The question is, then: Do they all find the same meaning? No. It's impossible, given their backgrounds and current stations in life. But neither do the spectators find the same meaning. We don't like ambiguity when it comes to the Olympics; we want something distilled and crystallized to embody the purity of sport. The IOC lives by this doctrine and yet always finds tripwires -- be it Kostas Kenteris, the Greek sprinter who was supposed to light the cauldron before he curiously decided to skip a drug test, or the unseemliness of an incompetent judge siphoning the spirit out of an entire sport of pixies and strong, little men.
And so you are left waiting for a moment, the night the little Brazilian with the big heart enters the old marble stadium the way Spiridon Louis did 108 years ago. You watch him come in, imitating a kite blowing in the wind, a human airplane, weaving, about to land on the last night in the last event of the Olympic Games.
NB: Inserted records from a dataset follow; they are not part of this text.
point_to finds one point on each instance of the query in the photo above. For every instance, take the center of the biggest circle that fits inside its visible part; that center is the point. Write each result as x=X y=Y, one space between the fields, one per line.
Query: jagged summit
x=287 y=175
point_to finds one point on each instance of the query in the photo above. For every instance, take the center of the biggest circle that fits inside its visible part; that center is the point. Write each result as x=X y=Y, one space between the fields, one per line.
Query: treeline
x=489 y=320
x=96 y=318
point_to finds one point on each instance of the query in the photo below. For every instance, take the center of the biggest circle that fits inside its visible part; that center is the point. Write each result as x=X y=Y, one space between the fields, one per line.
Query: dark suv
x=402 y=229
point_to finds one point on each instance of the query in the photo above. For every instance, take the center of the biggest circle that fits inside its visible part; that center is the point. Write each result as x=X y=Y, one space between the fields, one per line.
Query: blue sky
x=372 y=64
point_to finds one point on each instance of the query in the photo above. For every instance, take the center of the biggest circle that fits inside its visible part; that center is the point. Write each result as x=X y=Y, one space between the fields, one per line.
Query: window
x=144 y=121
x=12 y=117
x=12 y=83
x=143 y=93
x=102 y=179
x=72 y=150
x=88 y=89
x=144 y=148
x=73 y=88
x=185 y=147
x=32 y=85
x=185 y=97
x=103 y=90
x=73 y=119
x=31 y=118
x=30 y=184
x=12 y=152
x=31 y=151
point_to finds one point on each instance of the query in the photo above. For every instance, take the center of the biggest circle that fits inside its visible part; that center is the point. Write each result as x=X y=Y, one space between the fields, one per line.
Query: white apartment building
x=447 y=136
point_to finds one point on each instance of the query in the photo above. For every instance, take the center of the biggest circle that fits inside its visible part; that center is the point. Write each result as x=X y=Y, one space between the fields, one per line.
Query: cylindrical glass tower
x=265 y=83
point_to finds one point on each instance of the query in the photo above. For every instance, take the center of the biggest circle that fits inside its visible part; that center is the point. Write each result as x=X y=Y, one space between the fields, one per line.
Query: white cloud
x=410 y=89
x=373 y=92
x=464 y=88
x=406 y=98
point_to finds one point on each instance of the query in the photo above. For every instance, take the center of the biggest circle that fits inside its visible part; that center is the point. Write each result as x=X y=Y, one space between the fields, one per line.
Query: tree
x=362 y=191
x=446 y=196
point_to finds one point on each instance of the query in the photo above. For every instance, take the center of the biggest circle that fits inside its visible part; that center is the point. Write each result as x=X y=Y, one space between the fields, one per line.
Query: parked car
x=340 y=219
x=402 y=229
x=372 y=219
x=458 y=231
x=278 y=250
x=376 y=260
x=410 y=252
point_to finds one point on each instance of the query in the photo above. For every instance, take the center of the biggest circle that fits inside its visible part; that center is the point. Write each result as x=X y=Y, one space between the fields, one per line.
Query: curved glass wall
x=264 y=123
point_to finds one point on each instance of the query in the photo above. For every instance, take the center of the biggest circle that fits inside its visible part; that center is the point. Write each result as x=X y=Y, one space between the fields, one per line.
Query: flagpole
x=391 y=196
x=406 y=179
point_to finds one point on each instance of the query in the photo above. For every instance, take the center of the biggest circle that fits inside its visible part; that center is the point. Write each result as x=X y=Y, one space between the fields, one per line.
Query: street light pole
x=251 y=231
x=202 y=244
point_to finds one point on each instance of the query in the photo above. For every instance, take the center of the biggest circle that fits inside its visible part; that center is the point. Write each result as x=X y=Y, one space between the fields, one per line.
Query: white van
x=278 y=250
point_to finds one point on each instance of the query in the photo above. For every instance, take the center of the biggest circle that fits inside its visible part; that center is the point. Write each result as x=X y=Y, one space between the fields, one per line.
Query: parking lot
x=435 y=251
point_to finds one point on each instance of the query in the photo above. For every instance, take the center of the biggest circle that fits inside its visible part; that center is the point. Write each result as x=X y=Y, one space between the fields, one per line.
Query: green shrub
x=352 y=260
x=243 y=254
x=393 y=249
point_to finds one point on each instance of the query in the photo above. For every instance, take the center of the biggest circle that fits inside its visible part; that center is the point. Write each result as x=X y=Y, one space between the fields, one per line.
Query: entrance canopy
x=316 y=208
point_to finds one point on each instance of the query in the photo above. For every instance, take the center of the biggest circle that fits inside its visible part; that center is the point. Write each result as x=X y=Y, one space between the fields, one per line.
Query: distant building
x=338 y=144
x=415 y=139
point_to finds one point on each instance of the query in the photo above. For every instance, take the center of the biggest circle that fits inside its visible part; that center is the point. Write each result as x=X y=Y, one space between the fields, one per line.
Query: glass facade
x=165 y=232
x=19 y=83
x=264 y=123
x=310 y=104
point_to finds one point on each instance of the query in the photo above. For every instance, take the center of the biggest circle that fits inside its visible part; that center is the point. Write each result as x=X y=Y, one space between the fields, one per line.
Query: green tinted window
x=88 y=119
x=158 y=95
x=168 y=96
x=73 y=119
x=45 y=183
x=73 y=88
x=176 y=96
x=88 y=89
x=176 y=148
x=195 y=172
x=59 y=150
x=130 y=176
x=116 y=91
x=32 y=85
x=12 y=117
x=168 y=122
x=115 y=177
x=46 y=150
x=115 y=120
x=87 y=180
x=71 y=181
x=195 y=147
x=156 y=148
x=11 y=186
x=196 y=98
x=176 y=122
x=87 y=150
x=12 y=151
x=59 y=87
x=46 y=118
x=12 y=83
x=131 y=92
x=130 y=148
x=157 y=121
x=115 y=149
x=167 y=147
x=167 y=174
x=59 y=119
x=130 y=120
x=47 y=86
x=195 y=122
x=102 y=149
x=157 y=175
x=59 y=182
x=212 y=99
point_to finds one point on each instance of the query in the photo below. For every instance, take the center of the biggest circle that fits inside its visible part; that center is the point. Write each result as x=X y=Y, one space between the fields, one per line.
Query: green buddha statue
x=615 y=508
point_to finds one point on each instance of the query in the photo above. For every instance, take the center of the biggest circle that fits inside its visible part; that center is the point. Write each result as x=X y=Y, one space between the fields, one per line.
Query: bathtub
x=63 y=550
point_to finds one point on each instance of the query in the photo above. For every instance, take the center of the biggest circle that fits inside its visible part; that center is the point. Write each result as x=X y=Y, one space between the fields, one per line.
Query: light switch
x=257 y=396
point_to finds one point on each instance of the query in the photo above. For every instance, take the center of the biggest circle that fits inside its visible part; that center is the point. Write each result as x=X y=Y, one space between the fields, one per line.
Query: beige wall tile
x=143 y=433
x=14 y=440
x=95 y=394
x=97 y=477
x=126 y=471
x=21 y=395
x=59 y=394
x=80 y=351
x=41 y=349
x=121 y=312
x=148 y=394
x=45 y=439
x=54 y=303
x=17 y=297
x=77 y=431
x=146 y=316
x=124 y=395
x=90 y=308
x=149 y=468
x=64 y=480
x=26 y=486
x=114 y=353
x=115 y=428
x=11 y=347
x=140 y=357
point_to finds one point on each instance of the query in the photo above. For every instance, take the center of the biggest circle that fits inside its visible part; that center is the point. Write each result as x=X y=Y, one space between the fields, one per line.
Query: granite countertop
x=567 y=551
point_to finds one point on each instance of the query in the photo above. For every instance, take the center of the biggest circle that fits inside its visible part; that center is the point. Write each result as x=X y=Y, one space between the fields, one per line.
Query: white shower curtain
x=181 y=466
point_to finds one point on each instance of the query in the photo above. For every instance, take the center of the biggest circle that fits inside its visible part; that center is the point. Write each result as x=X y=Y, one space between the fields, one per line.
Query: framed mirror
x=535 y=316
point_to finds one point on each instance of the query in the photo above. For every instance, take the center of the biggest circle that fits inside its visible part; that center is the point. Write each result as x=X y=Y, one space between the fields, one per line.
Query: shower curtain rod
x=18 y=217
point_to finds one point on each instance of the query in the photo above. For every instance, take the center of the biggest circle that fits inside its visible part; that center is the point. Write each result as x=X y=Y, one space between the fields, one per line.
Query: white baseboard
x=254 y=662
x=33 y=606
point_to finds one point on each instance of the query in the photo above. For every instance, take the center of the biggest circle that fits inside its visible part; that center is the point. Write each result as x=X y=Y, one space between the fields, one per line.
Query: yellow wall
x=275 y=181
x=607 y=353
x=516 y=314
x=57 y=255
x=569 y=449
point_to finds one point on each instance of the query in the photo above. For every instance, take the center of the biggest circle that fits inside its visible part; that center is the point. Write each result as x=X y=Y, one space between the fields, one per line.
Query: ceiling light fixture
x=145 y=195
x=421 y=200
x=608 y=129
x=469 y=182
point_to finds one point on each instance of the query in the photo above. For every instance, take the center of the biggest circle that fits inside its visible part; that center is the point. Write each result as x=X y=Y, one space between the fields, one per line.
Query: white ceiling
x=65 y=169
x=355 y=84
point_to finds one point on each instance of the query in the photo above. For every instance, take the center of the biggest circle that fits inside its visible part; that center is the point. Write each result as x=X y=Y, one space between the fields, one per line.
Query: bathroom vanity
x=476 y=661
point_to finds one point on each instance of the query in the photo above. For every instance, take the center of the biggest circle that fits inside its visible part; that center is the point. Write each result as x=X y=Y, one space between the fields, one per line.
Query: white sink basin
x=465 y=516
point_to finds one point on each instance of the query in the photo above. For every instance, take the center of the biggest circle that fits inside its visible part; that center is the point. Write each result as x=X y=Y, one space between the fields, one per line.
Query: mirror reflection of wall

Hours after a man accosted him in the middle of competition, in the middle of a modern world's madness, he proudly wore an olive wreath on his crown -- just like the gods.
"It is a festive moment," de Lima said, explaining why he was so joyous when he entered the stadium. "It is a unique moment. Most athletes never have this moment, very few have the privilege to live such moments."
Vanderlei de Lima tells you with his resolve and smile that it is all right. He ran the great race of the past and overcame the most bizarre of modern hurdles -- not unlike the nation that held these Games. What a poignant and perfect finish for the old world, no?
Poor Pheidippides. At least his spiritual descendant lived to tell about it.